Albeit with the caveat that she is given the Assassin’s Guild. She saves so that she may be given the opportunity to destroy.
And this is Elektra’s final lesson and change on the ka wheel. She has become a hero, for the moment, she’s saved a life, and she finds herself chatting with Maria Hill about her heroic deed. But she’s not going to stick around the celebrate a life when there is walking death out on the streets everywhere. Elektra launches into the water, off to begin her new life. A life that’s filled with agency and purpose now.
The coda of this run has Crossbones and Sidewinder summoned to a Guild meeting whereupon they find Elektra instead. And she’s not here to convene business, she’s here to bury the Guild. Her final line is “I’m here to destroy it.” And it’s nice to see her referring to herself, no longer just a reflection of someone else or their thing to be owned, and she’s using an active verb. She has her own ideas, her own mission, and the goddamn wherewithal to do whatever she must.

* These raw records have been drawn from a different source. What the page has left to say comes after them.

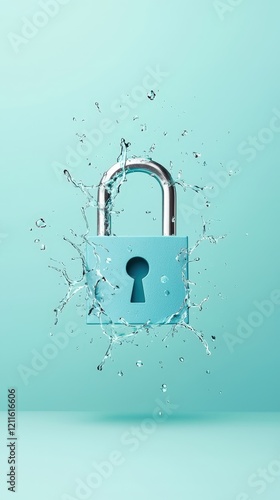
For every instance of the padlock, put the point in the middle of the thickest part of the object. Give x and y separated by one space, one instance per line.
137 279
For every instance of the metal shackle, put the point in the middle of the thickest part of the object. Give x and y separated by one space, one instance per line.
152 168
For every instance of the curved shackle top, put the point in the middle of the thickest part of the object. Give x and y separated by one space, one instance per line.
160 173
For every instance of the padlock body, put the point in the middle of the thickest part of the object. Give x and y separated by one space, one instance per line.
110 286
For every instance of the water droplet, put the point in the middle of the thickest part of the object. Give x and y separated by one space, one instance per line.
151 95
41 223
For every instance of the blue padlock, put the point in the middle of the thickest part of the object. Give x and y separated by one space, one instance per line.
141 279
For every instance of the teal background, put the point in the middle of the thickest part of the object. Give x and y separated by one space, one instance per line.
221 83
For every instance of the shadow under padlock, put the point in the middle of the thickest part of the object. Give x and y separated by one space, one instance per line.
137 279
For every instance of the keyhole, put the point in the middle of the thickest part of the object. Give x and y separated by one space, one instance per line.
137 268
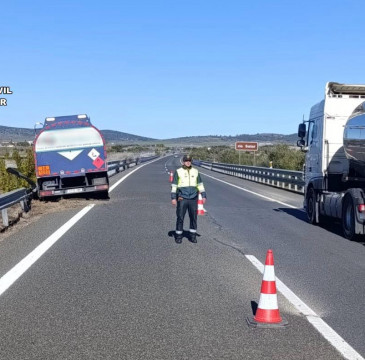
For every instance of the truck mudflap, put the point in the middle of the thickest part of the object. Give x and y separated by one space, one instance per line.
353 213
75 190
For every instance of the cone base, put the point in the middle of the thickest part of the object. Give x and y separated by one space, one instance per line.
253 323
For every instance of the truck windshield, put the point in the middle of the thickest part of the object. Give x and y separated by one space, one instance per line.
68 139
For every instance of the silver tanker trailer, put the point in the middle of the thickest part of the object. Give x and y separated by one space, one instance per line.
334 141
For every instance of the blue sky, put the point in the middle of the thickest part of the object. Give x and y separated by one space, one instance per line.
167 69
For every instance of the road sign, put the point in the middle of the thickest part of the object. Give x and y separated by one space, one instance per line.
246 146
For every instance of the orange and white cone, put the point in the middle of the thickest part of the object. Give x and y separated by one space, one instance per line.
268 314
201 209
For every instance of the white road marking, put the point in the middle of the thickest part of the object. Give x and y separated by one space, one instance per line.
19 269
251 192
321 326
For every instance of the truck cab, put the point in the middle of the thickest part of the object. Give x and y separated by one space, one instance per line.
328 174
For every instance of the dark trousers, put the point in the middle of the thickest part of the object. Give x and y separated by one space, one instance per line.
186 205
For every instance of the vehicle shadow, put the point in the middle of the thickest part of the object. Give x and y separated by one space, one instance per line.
185 234
330 224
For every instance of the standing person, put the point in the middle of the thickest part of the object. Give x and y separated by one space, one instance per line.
185 189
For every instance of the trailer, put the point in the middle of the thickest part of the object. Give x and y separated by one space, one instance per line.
70 157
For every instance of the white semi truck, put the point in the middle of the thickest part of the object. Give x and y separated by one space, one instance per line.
334 172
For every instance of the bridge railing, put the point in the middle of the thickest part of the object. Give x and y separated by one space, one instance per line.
284 179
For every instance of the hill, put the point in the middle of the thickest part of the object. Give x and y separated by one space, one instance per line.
14 134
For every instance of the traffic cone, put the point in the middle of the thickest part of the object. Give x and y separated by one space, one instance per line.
268 314
201 210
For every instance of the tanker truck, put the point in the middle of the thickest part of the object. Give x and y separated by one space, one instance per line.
70 157
334 171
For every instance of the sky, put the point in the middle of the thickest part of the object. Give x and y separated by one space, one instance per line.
166 69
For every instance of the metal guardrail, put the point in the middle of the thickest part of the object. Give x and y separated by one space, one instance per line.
24 196
284 179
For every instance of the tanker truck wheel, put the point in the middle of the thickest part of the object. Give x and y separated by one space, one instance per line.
348 218
312 207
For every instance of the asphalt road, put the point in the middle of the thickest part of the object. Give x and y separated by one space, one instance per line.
117 286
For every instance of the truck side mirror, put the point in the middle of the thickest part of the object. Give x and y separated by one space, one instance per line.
301 143
302 130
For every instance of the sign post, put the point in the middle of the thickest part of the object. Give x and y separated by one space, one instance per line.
247 146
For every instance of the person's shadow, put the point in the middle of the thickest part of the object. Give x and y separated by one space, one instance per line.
185 234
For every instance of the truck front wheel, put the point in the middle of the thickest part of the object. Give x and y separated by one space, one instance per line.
348 218
312 207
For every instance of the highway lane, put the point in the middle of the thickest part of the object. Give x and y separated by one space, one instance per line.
324 269
117 286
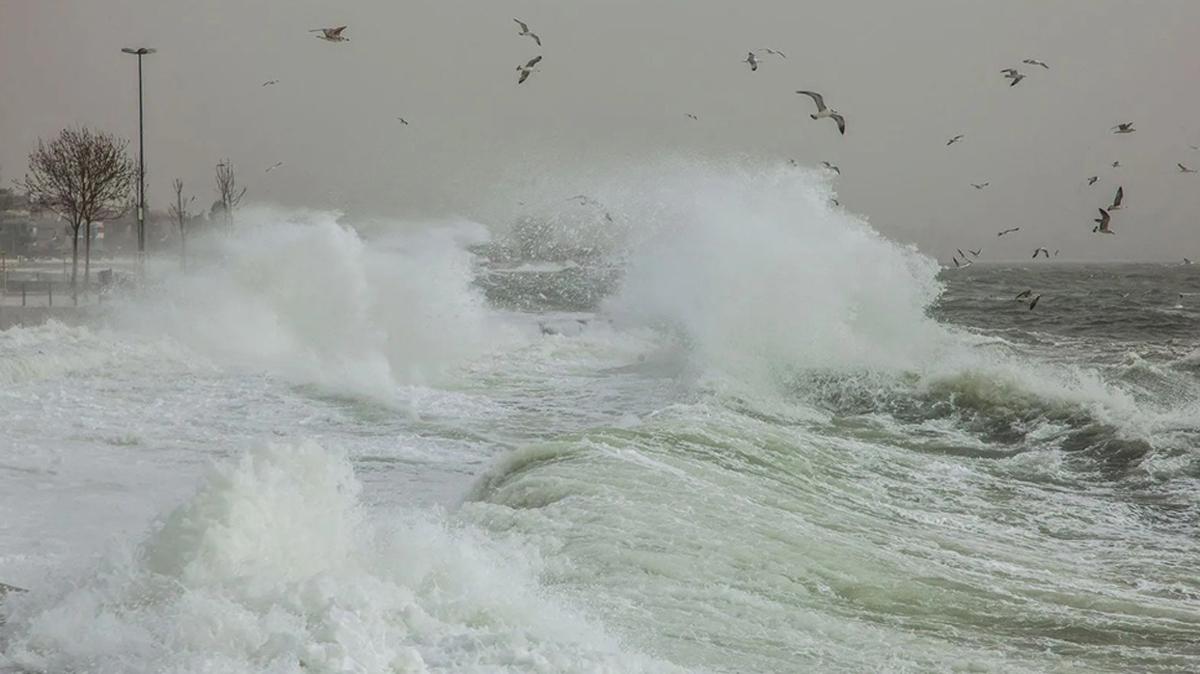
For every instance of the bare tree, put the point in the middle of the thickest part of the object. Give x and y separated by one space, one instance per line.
83 176
179 214
227 190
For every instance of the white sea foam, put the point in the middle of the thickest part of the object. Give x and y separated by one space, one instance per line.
273 566
303 296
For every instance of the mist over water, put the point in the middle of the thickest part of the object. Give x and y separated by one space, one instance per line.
702 420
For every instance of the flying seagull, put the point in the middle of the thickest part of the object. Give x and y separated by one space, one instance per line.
331 34
1117 198
823 112
525 30
526 70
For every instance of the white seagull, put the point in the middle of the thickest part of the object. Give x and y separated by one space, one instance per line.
823 112
526 70
331 34
525 30
1011 73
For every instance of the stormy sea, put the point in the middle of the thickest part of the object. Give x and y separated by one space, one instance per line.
700 420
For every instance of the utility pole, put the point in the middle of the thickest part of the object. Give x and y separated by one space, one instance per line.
142 156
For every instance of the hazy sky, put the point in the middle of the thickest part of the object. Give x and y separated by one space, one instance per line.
616 82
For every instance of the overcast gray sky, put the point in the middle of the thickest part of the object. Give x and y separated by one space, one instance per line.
617 79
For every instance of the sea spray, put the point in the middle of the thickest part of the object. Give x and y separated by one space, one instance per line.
300 295
273 566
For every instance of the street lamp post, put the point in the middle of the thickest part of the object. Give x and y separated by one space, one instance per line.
142 156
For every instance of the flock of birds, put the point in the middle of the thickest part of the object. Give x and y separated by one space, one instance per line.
754 59
1102 223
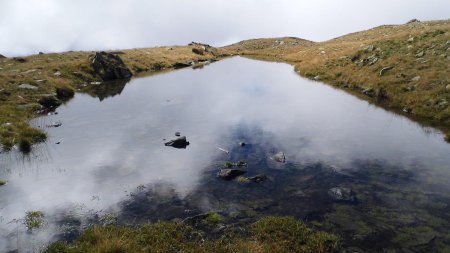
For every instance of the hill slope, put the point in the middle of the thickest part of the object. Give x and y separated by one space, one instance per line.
405 68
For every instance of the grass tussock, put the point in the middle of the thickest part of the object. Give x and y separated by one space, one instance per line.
270 234
44 74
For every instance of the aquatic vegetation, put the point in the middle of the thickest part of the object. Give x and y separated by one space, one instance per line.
270 234
228 164
34 220
213 218
243 180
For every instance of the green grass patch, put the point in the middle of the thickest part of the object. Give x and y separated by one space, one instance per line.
270 234
34 220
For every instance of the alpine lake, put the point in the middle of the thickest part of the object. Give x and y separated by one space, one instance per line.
375 178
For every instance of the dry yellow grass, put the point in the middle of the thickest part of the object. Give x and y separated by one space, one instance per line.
415 57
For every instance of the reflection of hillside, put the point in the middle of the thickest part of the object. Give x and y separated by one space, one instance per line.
106 89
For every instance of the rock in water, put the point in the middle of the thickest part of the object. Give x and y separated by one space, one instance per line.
342 194
180 65
279 157
26 86
110 66
258 178
49 101
64 93
178 143
228 174
198 51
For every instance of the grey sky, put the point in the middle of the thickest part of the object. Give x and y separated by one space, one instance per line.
29 26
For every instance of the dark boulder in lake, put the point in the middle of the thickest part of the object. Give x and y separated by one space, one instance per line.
178 143
229 174
49 101
109 66
64 93
279 157
342 194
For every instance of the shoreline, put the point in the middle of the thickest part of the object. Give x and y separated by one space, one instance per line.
401 68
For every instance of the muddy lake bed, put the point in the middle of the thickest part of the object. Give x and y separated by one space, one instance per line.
378 180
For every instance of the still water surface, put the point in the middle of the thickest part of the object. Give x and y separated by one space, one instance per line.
111 159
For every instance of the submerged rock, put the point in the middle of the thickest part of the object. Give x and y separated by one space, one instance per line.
54 124
342 194
26 86
110 66
258 178
180 65
49 101
64 93
228 174
279 157
178 143
369 92
198 51
386 69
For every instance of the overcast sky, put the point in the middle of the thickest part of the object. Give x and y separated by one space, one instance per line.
30 26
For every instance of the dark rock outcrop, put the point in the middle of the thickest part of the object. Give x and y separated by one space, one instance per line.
178 143
198 51
342 194
109 66
229 174
258 178
64 93
180 65
49 101
279 157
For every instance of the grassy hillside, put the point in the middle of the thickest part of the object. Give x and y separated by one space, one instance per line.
405 68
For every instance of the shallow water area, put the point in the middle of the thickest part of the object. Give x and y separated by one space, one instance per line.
373 177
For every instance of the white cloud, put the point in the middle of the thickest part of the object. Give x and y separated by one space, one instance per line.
29 26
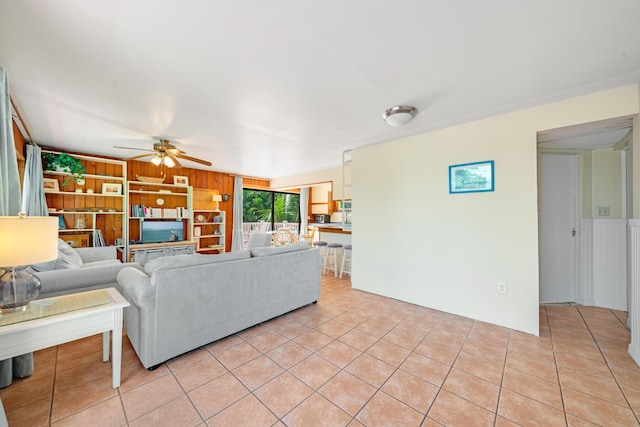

Elektra has spent decades being someone else’s something. After this insanely well structured and delivered run from del Mundo/Blackman, she is now left as a lady of independent means, who knows what she wants, how to get it, and will get it herself.
Though it’s hard not to see Elektra is merely choosing the ‘right’ kind of killing, and that sort of activity will still leave you hollow, as we know she’s always wanted. She has accepted her noir ending, and is in fact using it for her own gain and the betterment of the world. Her downfall is our updraught, and that might just be the definition of bittersweet.